The mess the formerly grand Ridpath Hotel is currently in — with nine different owners in contention — had been written about regularly in other media outlets. But for me, writing this week's cover story on the hotel, the big question wasn’t the present mess as much as the past and the future.
The Ridpath used to thrive. Now it doesn’t. There had to be something in between. Something — or somebody — killed the Ridpath. I wanted to figure out who, and whether the hotel has a chance of ever being great again.
For me, the cover story process is always a dive into obsession. A week before my deadline, I made a big pot of taco soup: my meals for the next week. No time for cooking during cover story season.

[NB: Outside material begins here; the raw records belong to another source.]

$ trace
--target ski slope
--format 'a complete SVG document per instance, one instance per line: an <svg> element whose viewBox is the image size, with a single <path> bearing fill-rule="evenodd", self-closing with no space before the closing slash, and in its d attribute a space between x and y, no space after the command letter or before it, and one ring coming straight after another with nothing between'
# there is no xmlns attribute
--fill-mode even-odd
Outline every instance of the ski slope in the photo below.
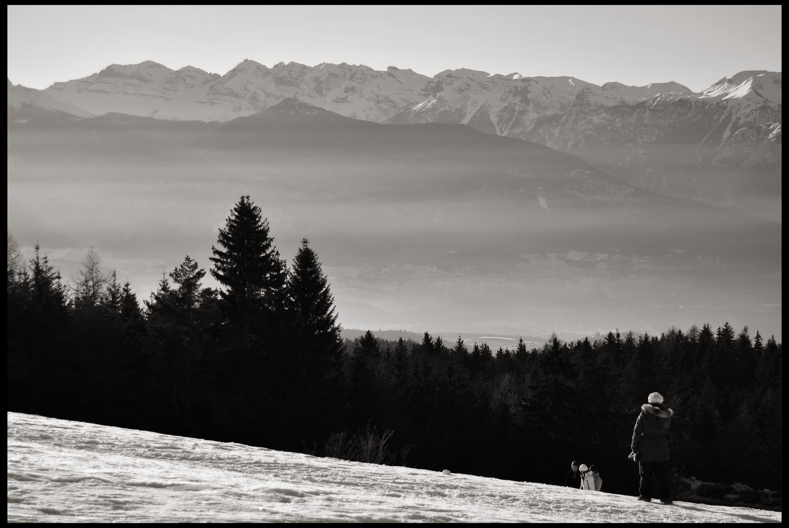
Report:
<svg viewBox="0 0 789 528"><path fill-rule="evenodd" d="M767 510L645 504L13 412L7 445L9 522L782 520Z"/></svg>

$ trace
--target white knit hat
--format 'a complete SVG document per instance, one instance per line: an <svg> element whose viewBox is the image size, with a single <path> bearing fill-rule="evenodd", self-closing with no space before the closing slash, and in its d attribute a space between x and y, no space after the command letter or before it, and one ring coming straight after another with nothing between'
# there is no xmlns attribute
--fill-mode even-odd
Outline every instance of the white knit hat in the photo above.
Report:
<svg viewBox="0 0 789 528"><path fill-rule="evenodd" d="M647 398L647 401L650 403L662 403L663 396L660 396L660 392L653 392L649 395L649 397Z"/></svg>

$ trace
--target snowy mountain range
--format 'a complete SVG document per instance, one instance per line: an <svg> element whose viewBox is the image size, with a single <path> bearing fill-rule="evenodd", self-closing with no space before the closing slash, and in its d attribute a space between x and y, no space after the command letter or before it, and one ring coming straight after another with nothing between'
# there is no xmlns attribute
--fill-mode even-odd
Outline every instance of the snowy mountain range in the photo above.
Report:
<svg viewBox="0 0 789 528"><path fill-rule="evenodd" d="M674 82L597 86L571 76L245 60L223 76L148 61L43 91L9 81L9 120L44 108L229 121L294 98L387 124L453 123L571 152L642 188L780 221L782 76L740 72L694 93ZM24 106L24 109L21 107ZM24 113L24 112L23 112ZM12 115L13 114L13 115Z"/></svg>
<svg viewBox="0 0 789 528"><path fill-rule="evenodd" d="M8 413L9 522L780 522L581 491Z"/></svg>

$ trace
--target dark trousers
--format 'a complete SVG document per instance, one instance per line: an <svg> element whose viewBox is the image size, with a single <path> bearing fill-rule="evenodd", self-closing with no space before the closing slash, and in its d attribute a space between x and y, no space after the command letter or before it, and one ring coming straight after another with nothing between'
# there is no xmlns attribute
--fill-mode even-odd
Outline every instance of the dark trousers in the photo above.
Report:
<svg viewBox="0 0 789 528"><path fill-rule="evenodd" d="M660 499L671 498L671 490L668 487L667 460L640 460L638 473L641 478L638 485L638 493L641 496L652 498L652 476L655 475L657 478Z"/></svg>

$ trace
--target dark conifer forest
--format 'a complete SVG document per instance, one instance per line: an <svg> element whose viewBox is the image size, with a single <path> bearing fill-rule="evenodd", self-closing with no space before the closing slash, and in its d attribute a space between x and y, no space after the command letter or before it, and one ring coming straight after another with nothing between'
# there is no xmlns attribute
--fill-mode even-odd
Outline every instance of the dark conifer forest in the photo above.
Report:
<svg viewBox="0 0 789 528"><path fill-rule="evenodd" d="M67 285L8 240L9 411L548 484L579 460L634 495L633 427L659 392L671 473L781 486L782 345L747 327L343 342L318 255L305 239L289 266L249 196L212 248L219 289L186 255L140 303L92 250Z"/></svg>

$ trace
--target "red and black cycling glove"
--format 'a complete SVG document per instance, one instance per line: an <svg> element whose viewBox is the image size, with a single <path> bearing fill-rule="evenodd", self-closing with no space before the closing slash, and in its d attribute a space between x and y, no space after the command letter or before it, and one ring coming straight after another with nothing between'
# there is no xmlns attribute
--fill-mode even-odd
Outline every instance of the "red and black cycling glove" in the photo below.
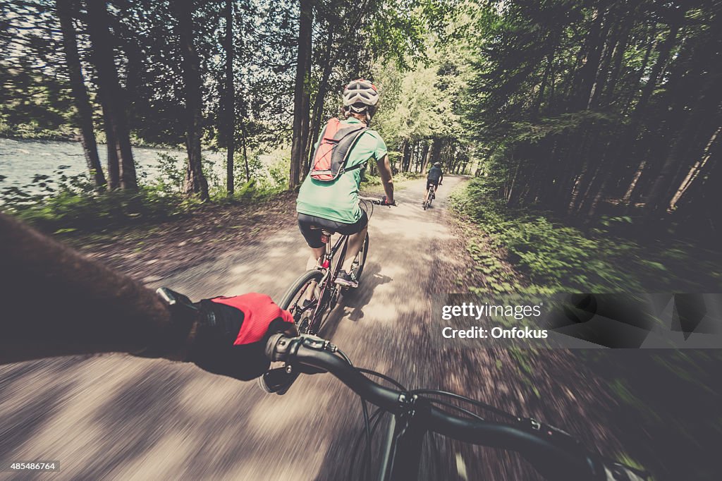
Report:
<svg viewBox="0 0 722 481"><path fill-rule="evenodd" d="M216 374L247 381L268 370L271 334L295 332L293 317L265 294L251 292L197 303L196 338L188 360Z"/></svg>
<svg viewBox="0 0 722 481"><path fill-rule="evenodd" d="M244 381L258 377L270 365L264 350L271 335L296 334L291 314L265 294L251 292L191 303L165 287L157 292L170 308L173 324L180 328L176 329L180 333L177 335L186 337L189 330L193 332L184 360L215 374ZM161 339L155 349L139 355L162 356L164 347L172 347L178 342Z"/></svg>

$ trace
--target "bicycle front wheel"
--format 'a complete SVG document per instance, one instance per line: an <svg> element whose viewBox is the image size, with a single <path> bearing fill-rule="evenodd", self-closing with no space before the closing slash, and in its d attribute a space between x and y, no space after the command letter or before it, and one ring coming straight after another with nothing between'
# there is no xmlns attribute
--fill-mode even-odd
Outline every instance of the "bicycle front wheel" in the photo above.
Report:
<svg viewBox="0 0 722 481"><path fill-rule="evenodd" d="M306 271L302 274L284 295L279 306L293 316L293 321L299 332L304 333L313 318L318 307L318 283L323 278L323 272L318 269Z"/></svg>

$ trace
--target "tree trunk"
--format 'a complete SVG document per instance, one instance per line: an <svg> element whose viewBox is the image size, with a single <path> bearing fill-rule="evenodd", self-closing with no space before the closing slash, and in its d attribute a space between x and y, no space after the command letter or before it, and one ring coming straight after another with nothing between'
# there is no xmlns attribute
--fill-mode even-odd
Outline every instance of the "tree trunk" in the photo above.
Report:
<svg viewBox="0 0 722 481"><path fill-rule="evenodd" d="M606 10L604 6L600 8ZM581 109L588 108L594 79L599 68L599 61L601 58L604 37L609 29L609 22L605 21L604 10L600 12L597 9L594 12L594 20L592 21L592 25L589 28L589 34L587 35L586 52L583 64L579 69L579 76L575 82L577 88L574 89L575 92L572 92L577 99L577 107Z"/></svg>
<svg viewBox="0 0 722 481"><path fill-rule="evenodd" d="M191 0L180 0L174 3L174 8L178 16L178 35L186 87L186 150L188 152L188 165L186 169L184 190L188 196L198 195L201 201L206 201L209 199L208 183L203 175L201 157L203 108L201 68L198 53L193 45L193 2Z"/></svg>
<svg viewBox="0 0 722 481"><path fill-rule="evenodd" d="M123 101L125 95L121 90L116 69L113 50L115 42L108 29L107 5L105 1L87 1L87 5L88 35L92 44L92 59L97 72L98 89L103 97L108 151L113 149L118 157L120 188L135 189L138 188L138 181L131 149L128 117ZM108 159L110 158L109 155ZM110 172L110 166L108 177L110 180L109 186L112 188L114 179Z"/></svg>
<svg viewBox="0 0 722 481"><path fill-rule="evenodd" d="M103 167L97 155L97 144L95 143L95 132L92 127L92 108L85 82L83 79L82 69L80 66L80 56L78 55L77 37L73 26L73 17L77 12L72 0L58 0L58 17L60 27L63 31L63 49L68 66L70 77L70 87L73 92L73 100L78 110L78 124L80 126L83 153L88 170L93 178L95 189L99 190L105 185L105 176L103 174Z"/></svg>
<svg viewBox="0 0 722 481"><path fill-rule="evenodd" d="M300 0L298 22L298 56L296 63L295 90L293 100L293 138L291 144L291 167L289 188L298 186L301 181L303 157L308 142L308 108L310 103L311 37L313 34L313 1Z"/></svg>
<svg viewBox="0 0 722 481"><path fill-rule="evenodd" d="M228 196L233 195L233 155L235 152L235 94L233 90L233 2L225 2L225 141L227 150L226 157L226 191Z"/></svg>
<svg viewBox="0 0 722 481"><path fill-rule="evenodd" d="M720 72L713 70L707 74L707 79L703 87L697 100L690 109L684 127L677 136L674 145L662 165L661 170L652 185L649 196L645 205L645 211L658 215L664 214L669 206L669 199L665 194L670 188L673 180L674 165L683 160L684 154L687 152L690 143L695 138L695 133L717 111L721 95L717 88L717 82L720 81Z"/></svg>

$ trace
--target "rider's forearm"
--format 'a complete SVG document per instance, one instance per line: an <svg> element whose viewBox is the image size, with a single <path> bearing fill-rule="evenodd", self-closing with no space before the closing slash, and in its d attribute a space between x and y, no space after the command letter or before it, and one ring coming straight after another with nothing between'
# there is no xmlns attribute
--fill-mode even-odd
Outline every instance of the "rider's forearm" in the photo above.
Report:
<svg viewBox="0 0 722 481"><path fill-rule="evenodd" d="M389 202L393 202L393 178L391 176L391 165L388 161L388 155L384 155L383 158L378 161L378 173L381 176L381 185L383 186L383 191L386 194L386 198Z"/></svg>
<svg viewBox="0 0 722 481"><path fill-rule="evenodd" d="M0 214L0 364L150 347L177 358L186 332L130 277ZM168 344L168 345L165 345Z"/></svg>

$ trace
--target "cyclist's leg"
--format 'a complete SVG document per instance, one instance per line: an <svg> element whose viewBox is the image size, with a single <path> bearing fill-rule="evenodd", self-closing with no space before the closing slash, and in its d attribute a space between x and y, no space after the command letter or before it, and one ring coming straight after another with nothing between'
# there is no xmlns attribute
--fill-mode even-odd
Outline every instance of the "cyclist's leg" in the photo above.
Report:
<svg viewBox="0 0 722 481"><path fill-rule="evenodd" d="M346 248L346 259L344 259L344 265L342 269L347 272L351 272L351 264L354 263L357 254L361 250L363 240L366 238L366 232L368 230L368 225L365 225L360 231L355 234L349 235L349 245Z"/></svg>
<svg viewBox="0 0 722 481"><path fill-rule="evenodd" d="M357 254L361 250L364 239L366 238L366 231L368 228L368 216L365 211L361 212L361 218L355 223L339 225L337 232L349 236L349 243L346 247L346 257L341 269L347 272L351 272L351 264L356 259Z"/></svg>

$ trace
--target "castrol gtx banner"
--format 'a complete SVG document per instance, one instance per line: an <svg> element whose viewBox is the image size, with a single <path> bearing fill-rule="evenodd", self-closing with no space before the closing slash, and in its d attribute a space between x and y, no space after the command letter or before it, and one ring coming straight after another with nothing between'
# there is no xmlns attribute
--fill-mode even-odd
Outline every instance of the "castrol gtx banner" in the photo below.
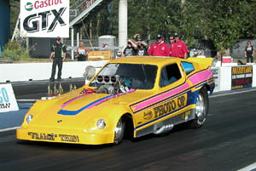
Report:
<svg viewBox="0 0 256 171"><path fill-rule="evenodd" d="M20 1L20 37L68 37L69 0Z"/></svg>

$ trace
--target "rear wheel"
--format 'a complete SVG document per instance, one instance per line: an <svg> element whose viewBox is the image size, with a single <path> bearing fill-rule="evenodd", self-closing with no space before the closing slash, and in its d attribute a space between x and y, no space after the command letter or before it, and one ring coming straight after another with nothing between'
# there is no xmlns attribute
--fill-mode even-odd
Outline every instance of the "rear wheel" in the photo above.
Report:
<svg viewBox="0 0 256 171"><path fill-rule="evenodd" d="M125 123L120 118L116 128L114 128L113 144L119 145L122 142L125 134Z"/></svg>
<svg viewBox="0 0 256 171"><path fill-rule="evenodd" d="M189 128L198 128L201 127L207 120L209 106L208 94L205 88L202 88L196 98L195 118L189 121Z"/></svg>

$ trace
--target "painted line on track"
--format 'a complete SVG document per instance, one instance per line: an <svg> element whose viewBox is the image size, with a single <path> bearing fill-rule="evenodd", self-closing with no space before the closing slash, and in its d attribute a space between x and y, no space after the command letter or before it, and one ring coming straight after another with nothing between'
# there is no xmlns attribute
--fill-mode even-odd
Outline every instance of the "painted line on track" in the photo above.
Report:
<svg viewBox="0 0 256 171"><path fill-rule="evenodd" d="M233 95L233 94L243 94L243 93L247 93L247 92L252 92L252 91L256 91L256 89L250 89L250 90L244 90L244 91L231 92L231 93L227 93L227 94L211 95L210 98L221 97L221 96L224 96L224 95Z"/></svg>
<svg viewBox="0 0 256 171"><path fill-rule="evenodd" d="M249 166L247 166L243 168L241 168L237 171L256 171L256 162L254 162Z"/></svg>
<svg viewBox="0 0 256 171"><path fill-rule="evenodd" d="M12 130L15 130L17 128L20 128L20 127L13 127L13 128L0 129L0 133L6 132L6 131L12 131Z"/></svg>

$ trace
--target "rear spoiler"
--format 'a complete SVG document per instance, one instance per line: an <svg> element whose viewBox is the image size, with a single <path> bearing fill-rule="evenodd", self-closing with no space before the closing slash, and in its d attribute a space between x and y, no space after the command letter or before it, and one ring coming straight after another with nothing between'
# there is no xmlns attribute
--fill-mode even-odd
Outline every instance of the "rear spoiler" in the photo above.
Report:
<svg viewBox="0 0 256 171"><path fill-rule="evenodd" d="M212 65L213 58L188 58L188 61L197 63L201 68L208 68Z"/></svg>

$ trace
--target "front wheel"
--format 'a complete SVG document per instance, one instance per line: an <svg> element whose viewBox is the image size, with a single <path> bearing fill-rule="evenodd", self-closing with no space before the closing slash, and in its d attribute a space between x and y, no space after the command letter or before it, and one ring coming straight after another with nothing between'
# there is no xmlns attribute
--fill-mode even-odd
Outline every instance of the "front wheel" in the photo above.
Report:
<svg viewBox="0 0 256 171"><path fill-rule="evenodd" d="M122 118L120 118L116 128L114 128L114 145L119 145L122 142L125 134L125 123Z"/></svg>
<svg viewBox="0 0 256 171"><path fill-rule="evenodd" d="M208 94L205 88L202 88L196 98L195 118L189 122L189 128L198 128L207 120L209 106Z"/></svg>

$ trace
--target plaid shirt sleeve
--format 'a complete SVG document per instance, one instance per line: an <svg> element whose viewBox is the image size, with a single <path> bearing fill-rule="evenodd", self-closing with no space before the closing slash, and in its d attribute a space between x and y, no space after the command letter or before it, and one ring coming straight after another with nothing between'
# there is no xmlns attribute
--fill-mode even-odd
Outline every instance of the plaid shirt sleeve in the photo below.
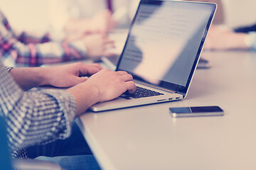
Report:
<svg viewBox="0 0 256 170"><path fill-rule="evenodd" d="M0 62L0 116L6 121L11 150L65 139L76 112L74 97L63 90L23 91Z"/></svg>
<svg viewBox="0 0 256 170"><path fill-rule="evenodd" d="M12 60L25 66L34 67L86 57L86 49L81 41L74 43L48 42L49 38L46 35L38 42L26 34L17 38L1 11L0 22L0 57L4 62Z"/></svg>

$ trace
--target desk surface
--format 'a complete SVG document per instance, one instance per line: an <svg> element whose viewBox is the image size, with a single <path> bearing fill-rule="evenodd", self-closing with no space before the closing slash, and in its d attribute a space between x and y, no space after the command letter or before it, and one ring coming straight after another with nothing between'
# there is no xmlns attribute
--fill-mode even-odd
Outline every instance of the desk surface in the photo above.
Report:
<svg viewBox="0 0 256 170"><path fill-rule="evenodd" d="M256 169L256 53L203 52L179 101L77 120L103 169ZM220 106L224 116L172 118L169 107Z"/></svg>

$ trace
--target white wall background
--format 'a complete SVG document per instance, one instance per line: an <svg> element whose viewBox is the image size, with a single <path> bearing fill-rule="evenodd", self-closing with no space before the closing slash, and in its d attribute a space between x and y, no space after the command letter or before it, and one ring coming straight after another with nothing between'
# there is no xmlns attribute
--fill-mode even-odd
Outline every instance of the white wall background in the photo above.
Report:
<svg viewBox="0 0 256 170"><path fill-rule="evenodd" d="M48 1L54 0L0 0L0 8L16 30L40 33L50 28L47 7ZM223 1L225 23L228 26L256 23L256 0Z"/></svg>

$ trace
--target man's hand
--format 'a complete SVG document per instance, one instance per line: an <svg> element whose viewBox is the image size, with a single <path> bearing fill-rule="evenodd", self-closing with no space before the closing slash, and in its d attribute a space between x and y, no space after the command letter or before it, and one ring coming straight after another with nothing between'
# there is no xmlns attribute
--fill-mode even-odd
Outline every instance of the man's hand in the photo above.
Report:
<svg viewBox="0 0 256 170"><path fill-rule="evenodd" d="M73 95L77 103L77 115L97 102L110 101L128 90L131 94L136 86L131 74L126 72L112 72L103 69L85 82L71 87L67 91Z"/></svg>
<svg viewBox="0 0 256 170"><path fill-rule="evenodd" d="M46 81L41 85L70 87L85 81L87 78L102 69L99 64L85 64L81 62L46 68Z"/></svg>

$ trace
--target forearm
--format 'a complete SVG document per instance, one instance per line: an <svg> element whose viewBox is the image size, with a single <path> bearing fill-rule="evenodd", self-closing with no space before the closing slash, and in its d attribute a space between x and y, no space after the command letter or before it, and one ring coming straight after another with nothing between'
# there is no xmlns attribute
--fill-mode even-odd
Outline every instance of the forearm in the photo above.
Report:
<svg viewBox="0 0 256 170"><path fill-rule="evenodd" d="M35 86L48 85L47 69L42 67L23 67L11 69L10 74L19 86L26 91Z"/></svg>

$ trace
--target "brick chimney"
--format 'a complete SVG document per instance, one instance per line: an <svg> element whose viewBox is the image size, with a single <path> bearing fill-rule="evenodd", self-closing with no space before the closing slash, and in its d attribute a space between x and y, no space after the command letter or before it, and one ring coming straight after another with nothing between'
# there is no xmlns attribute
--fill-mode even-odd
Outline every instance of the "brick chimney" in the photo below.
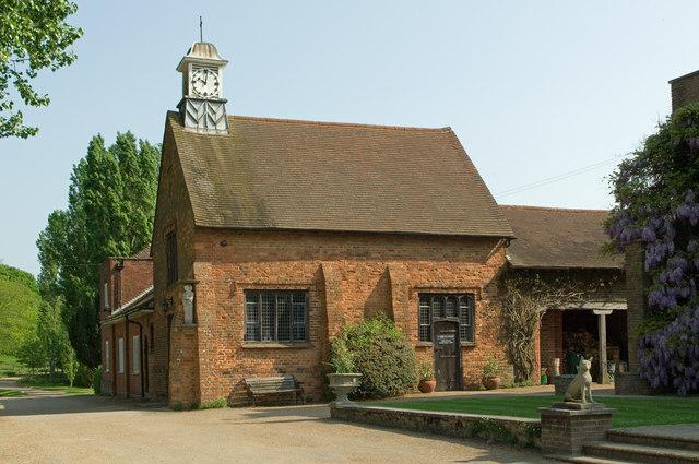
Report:
<svg viewBox="0 0 699 464"><path fill-rule="evenodd" d="M670 81L673 97L673 112L690 103L699 103L699 71L680 75Z"/></svg>

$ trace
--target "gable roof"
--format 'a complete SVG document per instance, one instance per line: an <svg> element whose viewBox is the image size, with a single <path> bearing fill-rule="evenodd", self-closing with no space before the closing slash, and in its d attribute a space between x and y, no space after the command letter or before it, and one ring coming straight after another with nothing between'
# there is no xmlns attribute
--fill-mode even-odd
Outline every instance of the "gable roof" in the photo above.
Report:
<svg viewBox="0 0 699 464"><path fill-rule="evenodd" d="M211 135L167 119L197 226L512 236L449 128L235 116Z"/></svg>
<svg viewBox="0 0 699 464"><path fill-rule="evenodd" d="M151 243L146 245L141 250L139 250L135 254L132 254L129 258L130 259L134 259L134 260L150 260L151 259Z"/></svg>
<svg viewBox="0 0 699 464"><path fill-rule="evenodd" d="M602 253L608 241L604 210L502 205L516 239L507 250L513 267L621 269L620 255Z"/></svg>

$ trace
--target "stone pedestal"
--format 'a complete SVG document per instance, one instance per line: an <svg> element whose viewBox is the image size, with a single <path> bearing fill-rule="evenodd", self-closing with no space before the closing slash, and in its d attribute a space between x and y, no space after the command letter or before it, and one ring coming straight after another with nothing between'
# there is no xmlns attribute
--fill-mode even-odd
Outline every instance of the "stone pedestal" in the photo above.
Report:
<svg viewBox="0 0 699 464"><path fill-rule="evenodd" d="M554 377L554 390L557 395L562 395L568 390L568 385L576 378L574 373L564 373L561 376Z"/></svg>
<svg viewBox="0 0 699 464"><path fill-rule="evenodd" d="M600 403L554 403L541 407L542 453L544 455L580 454L582 445L605 438L616 409Z"/></svg>

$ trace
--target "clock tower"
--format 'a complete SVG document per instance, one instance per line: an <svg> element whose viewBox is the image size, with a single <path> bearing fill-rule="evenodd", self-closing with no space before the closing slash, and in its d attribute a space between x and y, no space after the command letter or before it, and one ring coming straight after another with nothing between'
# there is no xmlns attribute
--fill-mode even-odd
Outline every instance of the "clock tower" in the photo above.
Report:
<svg viewBox="0 0 699 464"><path fill-rule="evenodd" d="M228 133L226 99L222 93L223 69L228 61L213 44L194 43L177 66L182 73L182 99L177 107L185 129L203 133Z"/></svg>

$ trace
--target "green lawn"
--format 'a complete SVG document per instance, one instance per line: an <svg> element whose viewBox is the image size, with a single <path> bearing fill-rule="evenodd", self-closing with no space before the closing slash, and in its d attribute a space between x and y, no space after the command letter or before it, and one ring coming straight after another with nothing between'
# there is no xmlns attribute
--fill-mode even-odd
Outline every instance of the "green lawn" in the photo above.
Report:
<svg viewBox="0 0 699 464"><path fill-rule="evenodd" d="M0 390L0 397L24 396L19 390Z"/></svg>
<svg viewBox="0 0 699 464"><path fill-rule="evenodd" d="M657 396L632 398L604 396L595 398L617 412L612 416L612 426L635 427L660 424L699 423L699 398ZM562 397L555 396L478 396L454 400L412 400L376 402L367 405L399 407L403 409L445 411L452 413L484 414L493 416L516 416L538 418L538 407L550 406Z"/></svg>

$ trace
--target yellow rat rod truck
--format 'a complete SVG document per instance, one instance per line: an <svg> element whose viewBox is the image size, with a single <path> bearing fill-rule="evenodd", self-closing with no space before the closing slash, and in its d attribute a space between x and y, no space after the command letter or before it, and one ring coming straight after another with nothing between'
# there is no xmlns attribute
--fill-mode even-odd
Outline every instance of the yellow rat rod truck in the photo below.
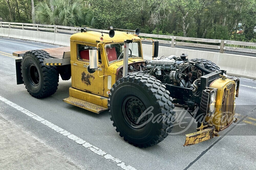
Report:
<svg viewBox="0 0 256 170"><path fill-rule="evenodd" d="M184 146L217 136L236 121L239 79L228 77L210 61L188 60L185 54L157 59L159 42L152 39L152 60L145 61L138 29L109 30L81 29L71 36L70 47L14 53L22 57L16 61L17 84L39 98L56 91L59 75L72 77L69 97L63 101L97 113L109 109L120 136L140 147L170 132L175 106L198 122Z"/></svg>

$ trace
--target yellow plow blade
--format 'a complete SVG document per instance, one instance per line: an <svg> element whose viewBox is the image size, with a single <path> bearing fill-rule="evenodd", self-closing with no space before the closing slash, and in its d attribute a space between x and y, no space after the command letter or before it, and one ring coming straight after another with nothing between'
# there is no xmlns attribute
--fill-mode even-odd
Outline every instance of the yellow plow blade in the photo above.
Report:
<svg viewBox="0 0 256 170"><path fill-rule="evenodd" d="M196 132L186 135L186 141L184 146L192 145L199 142L209 140L216 135L215 129L213 127L210 127L202 129Z"/></svg>

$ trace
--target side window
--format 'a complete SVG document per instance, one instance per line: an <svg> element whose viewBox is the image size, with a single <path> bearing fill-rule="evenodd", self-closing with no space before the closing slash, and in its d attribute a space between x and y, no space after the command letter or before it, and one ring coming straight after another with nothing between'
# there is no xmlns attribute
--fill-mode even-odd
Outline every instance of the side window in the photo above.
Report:
<svg viewBox="0 0 256 170"><path fill-rule="evenodd" d="M89 50L95 49L95 47L83 44L77 44L77 59L78 60L89 62ZM98 50L99 62L101 63L100 51Z"/></svg>

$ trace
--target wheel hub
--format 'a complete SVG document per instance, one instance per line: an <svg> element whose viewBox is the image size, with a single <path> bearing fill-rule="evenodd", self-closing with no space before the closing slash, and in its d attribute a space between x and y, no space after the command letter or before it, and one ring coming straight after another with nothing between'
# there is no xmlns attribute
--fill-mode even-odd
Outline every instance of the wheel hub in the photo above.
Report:
<svg viewBox="0 0 256 170"><path fill-rule="evenodd" d="M28 77L30 82L34 86L37 86L39 82L39 73L35 65L31 64L28 67Z"/></svg>
<svg viewBox="0 0 256 170"><path fill-rule="evenodd" d="M123 105L125 117L129 124L138 125L146 121L146 116L142 115L146 109L139 99L134 96L129 97L124 100Z"/></svg>

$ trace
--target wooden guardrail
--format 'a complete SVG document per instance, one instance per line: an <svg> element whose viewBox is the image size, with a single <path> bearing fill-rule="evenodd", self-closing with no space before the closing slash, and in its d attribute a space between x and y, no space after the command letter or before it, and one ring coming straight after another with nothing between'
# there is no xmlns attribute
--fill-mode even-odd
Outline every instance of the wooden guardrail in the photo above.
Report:
<svg viewBox="0 0 256 170"><path fill-rule="evenodd" d="M71 34L80 32L81 29L82 28L81 27L66 27L61 25L8 22L0 22L0 27L1 28L8 28L9 29L33 30L36 30L37 31L42 31L54 32L56 33L65 33ZM93 29L95 30L101 30L97 29ZM177 45L219 49L220 50L220 52L221 53L224 53L225 50L229 50L256 53L256 49L255 49L227 46L226 45L226 44L232 44L256 47L256 43L253 43L144 33L140 34L140 36L152 38L153 40L154 39L154 38L168 40L167 40L155 39L155 40L159 41L160 43L170 44L171 47L174 47L175 45ZM178 41L177 41L177 40ZM184 41L195 42L191 43L183 42ZM145 41L151 42L151 41L147 40L145 40ZM216 45L205 44L201 43L211 43Z"/></svg>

With lawsuits, confidentiality agreements, and competing developer schemes, a number of sources didn’t want to talk.
Red Lion Hotel Chairman Don Barbieri, former owner of the Ridpath, wasn’t interested in talking to us. (Several representatives from Red Lion hotels repeatedly expressed concern with the questions they had heard had been asked — mainly about whether Red Lion invested enough in the hotel. Once it came out, spokesman Pam Scott said she appreciated the story.)
Nor did Gordon Sondland, a Portland investor who headed the investment group before that, return phone calls. Mickey Brown, part owner of the building — a man who purportedly has plans for the building — pulled out of an interview after we had it scheduled.
Others were more willing. I sat down for three lengthy interviews with Stephen Antonietti, and a nearly three-hour interview with former Raw Island Sushi owner Noel Macapagal. To his credit, Las Vegas hotelier Douglas Da Silva answered tough questions about the Ridpath’s trouble immediately after I called him on his cellphone (though he didn’t respond to a request for a followup).
We dropped in on the Ridpath story in the middle of its arc. In the next few months, there’s still a lot to happen, particularly in the legal case.